A smaller share of mortgage lenders in 2023 say they have deployed artificial intelligence (AI) and machine learning (ML) within their business operations compared to five years ago, according to a recent report from Fannie Mae.
The findings come from a survey of 242 senior executives representing 219 lending institutions nationwide. The survey, which specifically inquires about business practices tied to AI and ML within the mortgage industry, is a new iteration of one that Fannie Mae’s Economic and Strategic Research Group performed in 2018.
Familiarity with AI and ML has stayed consistent over the past five years, with almost two-thirds of mortgage executives saying they are “very familiar” or “somewhat familiar” with the technology. Sixty-three percent of survey respondents indicated some level of familiarity in 2018, with that share growing by two percentage points this year.

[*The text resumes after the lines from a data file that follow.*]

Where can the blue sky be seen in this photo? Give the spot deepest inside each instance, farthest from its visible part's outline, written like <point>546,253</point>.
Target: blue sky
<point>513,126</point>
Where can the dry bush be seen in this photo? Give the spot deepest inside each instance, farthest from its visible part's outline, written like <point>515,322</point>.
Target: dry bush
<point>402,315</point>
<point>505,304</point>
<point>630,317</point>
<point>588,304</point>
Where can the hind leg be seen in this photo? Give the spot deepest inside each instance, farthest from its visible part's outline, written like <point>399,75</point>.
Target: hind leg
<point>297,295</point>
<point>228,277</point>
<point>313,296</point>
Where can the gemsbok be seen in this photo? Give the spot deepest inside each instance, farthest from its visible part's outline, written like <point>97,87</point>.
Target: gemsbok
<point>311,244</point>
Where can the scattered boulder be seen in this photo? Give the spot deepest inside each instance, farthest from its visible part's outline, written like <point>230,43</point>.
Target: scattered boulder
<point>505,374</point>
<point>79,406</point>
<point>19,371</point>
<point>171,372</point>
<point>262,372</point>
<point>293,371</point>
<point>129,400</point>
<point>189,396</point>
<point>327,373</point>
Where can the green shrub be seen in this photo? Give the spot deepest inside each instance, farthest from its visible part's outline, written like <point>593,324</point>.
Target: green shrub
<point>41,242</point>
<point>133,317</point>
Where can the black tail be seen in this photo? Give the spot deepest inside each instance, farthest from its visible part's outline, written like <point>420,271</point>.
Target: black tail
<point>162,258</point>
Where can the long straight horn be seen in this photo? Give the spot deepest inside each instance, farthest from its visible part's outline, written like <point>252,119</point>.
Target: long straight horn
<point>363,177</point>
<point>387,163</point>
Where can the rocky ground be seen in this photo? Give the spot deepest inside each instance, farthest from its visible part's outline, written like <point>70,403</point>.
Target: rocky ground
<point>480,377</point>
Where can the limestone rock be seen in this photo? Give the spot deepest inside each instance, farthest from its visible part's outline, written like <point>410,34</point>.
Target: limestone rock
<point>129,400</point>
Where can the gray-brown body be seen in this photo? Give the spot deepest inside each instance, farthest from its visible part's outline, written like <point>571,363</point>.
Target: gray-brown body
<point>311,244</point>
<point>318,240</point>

But only 7% of this year’s survey respondents said that their company has deployed AI solutions into its current mortgage process. Interestingly, that’s down substantially from a 14% share in 2018. But 22% of respondents said that their companies have begun to deploy AI and ML solutions on a limited or trial basis, up 9 percentage points in five years. Taken together, 30% reported having deployed AI technology on at least a limited basis in 2023, compared to 27% in 2018.
Forty-one percent said their companies were “investigating” AI and ML solutions but have yet to utilize them. That’s up from 36% in 2018.

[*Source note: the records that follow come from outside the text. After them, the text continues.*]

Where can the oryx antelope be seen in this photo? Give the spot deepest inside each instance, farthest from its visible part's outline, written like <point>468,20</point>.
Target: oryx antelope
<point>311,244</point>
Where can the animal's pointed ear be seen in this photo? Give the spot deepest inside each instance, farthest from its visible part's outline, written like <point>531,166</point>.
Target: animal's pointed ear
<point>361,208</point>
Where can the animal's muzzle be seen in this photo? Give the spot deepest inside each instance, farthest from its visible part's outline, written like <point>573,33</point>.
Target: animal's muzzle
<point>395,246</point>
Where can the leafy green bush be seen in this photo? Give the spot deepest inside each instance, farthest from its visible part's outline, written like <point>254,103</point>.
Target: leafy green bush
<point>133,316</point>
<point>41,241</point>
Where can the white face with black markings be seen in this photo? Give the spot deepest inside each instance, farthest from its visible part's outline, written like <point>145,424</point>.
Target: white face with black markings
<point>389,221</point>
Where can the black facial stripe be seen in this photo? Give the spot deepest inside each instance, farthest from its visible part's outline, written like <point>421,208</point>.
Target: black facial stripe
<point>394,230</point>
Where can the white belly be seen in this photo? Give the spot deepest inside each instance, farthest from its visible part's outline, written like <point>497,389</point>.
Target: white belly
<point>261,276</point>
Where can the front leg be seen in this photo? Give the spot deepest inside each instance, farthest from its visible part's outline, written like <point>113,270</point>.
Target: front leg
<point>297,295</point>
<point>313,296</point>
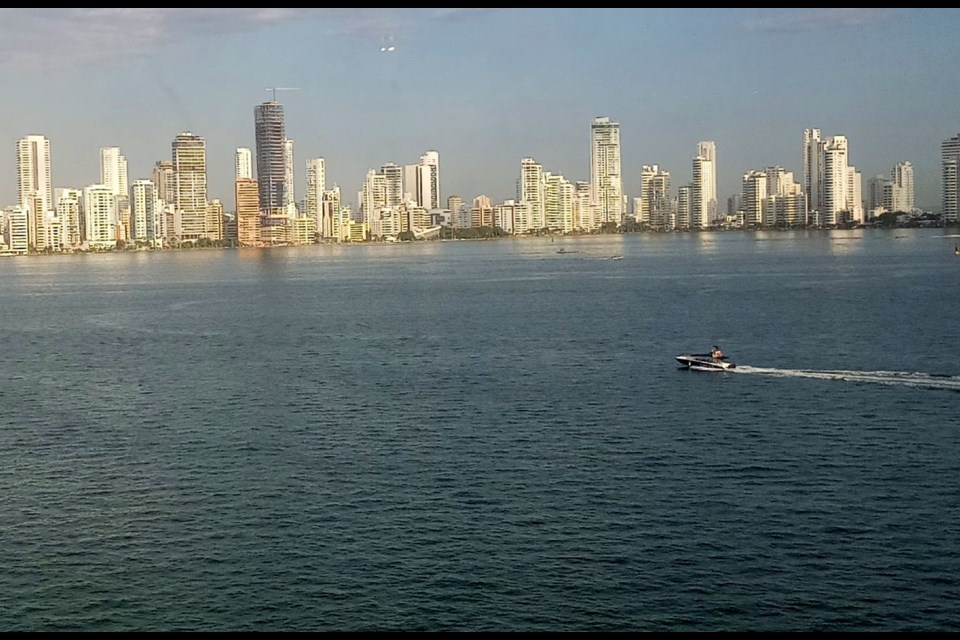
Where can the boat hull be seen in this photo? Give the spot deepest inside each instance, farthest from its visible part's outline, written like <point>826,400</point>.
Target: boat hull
<point>704,362</point>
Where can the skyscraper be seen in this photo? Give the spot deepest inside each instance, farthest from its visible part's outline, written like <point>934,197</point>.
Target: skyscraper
<point>113,170</point>
<point>34,185</point>
<point>708,180</point>
<point>248,212</point>
<point>532,194</point>
<point>902,195</point>
<point>316,186</point>
<point>145,211</point>
<point>812,147</point>
<point>605,178</point>
<point>270,134</point>
<point>654,197</point>
<point>950,156</point>
<point>190,179</point>
<point>243,163</point>
<point>99,213</point>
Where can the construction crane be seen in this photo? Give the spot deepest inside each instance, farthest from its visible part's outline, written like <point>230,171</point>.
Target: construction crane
<point>275,89</point>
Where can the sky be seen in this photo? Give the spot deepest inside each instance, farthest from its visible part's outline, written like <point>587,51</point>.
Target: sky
<point>485,88</point>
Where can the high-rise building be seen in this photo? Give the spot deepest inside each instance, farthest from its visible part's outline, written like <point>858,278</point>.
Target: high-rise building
<point>190,180</point>
<point>316,186</point>
<point>69,211</point>
<point>271,137</point>
<point>481,214</point>
<point>950,157</point>
<point>243,163</point>
<point>833,187</point>
<point>34,184</point>
<point>145,212</point>
<point>754,190</point>
<point>213,225</point>
<point>812,172</point>
<point>113,170</point>
<point>901,195</point>
<point>99,213</point>
<point>654,198</point>
<point>703,210</point>
<point>532,185</point>
<point>425,186</point>
<point>558,203</point>
<point>164,178</point>
<point>605,177</point>
<point>289,179</point>
<point>248,212</point>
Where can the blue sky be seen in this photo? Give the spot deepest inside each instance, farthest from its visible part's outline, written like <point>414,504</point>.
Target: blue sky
<point>485,88</point>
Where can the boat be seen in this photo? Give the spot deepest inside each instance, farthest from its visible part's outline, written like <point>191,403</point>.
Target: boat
<point>713,361</point>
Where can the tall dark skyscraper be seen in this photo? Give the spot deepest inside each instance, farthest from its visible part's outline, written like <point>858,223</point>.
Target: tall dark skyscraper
<point>271,136</point>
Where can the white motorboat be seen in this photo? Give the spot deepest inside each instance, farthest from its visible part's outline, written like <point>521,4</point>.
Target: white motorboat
<point>713,361</point>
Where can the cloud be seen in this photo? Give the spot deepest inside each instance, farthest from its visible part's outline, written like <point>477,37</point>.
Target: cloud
<point>42,38</point>
<point>807,19</point>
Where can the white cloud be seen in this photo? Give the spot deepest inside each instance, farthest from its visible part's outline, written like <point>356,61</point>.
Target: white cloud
<point>57,37</point>
<point>805,19</point>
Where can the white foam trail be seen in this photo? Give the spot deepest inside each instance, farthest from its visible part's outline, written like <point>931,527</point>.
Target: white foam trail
<point>906,378</point>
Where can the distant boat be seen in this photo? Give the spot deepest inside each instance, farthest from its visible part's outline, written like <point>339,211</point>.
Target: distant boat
<point>713,361</point>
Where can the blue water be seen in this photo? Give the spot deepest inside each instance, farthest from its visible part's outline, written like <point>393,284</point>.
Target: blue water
<point>485,436</point>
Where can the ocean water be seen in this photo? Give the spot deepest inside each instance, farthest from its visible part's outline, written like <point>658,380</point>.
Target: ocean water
<point>485,436</point>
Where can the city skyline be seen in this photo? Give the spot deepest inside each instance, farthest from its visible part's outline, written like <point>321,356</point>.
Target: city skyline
<point>747,79</point>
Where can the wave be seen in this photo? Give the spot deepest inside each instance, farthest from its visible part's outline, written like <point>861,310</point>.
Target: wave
<point>905,378</point>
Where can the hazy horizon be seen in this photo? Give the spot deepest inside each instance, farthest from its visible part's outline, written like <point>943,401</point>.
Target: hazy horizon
<point>484,88</point>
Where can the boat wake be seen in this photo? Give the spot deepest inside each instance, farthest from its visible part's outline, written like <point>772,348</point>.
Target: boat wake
<point>902,378</point>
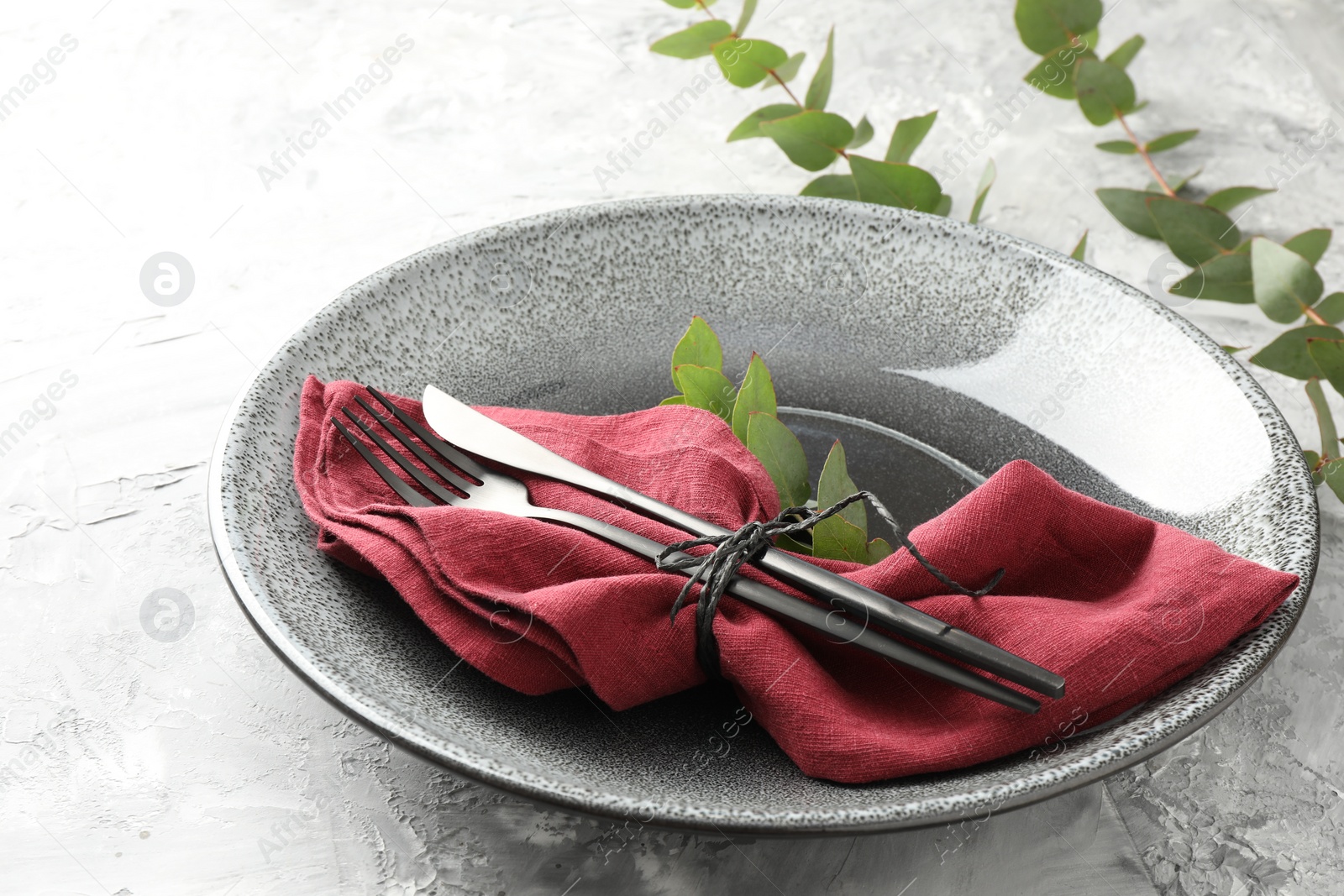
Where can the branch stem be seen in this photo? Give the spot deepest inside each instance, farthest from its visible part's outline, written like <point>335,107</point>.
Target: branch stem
<point>1148,160</point>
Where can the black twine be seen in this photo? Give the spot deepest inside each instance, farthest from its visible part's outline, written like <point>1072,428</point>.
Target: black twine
<point>716,570</point>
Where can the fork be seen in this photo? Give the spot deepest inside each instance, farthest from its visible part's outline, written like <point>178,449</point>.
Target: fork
<point>472,485</point>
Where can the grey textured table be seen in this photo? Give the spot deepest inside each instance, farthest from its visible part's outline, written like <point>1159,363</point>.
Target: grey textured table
<point>199,765</point>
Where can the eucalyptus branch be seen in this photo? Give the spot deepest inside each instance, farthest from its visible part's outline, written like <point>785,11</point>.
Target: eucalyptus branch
<point>810,136</point>
<point>1226,265</point>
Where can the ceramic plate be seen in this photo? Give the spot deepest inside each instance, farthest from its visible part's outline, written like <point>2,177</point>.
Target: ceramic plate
<point>937,349</point>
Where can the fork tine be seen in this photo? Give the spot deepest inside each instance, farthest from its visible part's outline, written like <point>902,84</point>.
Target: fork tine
<point>398,484</point>
<point>400,459</point>
<point>452,477</point>
<point>437,445</point>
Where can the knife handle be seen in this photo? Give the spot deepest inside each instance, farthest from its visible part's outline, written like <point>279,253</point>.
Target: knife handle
<point>864,602</point>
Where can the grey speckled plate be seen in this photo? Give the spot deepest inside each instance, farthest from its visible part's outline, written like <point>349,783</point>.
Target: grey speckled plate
<point>974,345</point>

Notably, the focus of AI adoption among mortgage companies appears to have solidified toward the improvement of operational efficiency. Some 42% of respondents in 2018 said that improving operational efficiency was their firm’s primary objective in pursuing AI adoption, the largest share among all responses. But in 2023, this share skyrocketed to 73%. Meanwhile, enhancing the borrower experience, which garnered 41% of the share in 2018, plummeted to only 7% this year.
When it comes to impediments to AI adoption, most survey participants cited the difficulty of assimilating the nascent tech with their current systems, mirroring results from the 2018 survey. In 2018, 50% said that the complexity of integrating AI/ML apps within their existing infrastructure was either the largest or second-largest challenge involved in implementation. That share decreased by 2 percentage points this year, although it still received the most responses among a list of barriers to AI adoption.
The lack of a proven track record of success garnered the second-most responses in 2023, with 35% citing it as the largest or second-largest challenge, followed by high costs at 24%. Concerns with data security and privacy jumped from 10% of responses in 2018 to 22% this year as lenders and other financial institutions continue to grapple with the challenge of keeping sensitive consumer information secure from increasingly sophisticated digital attacks.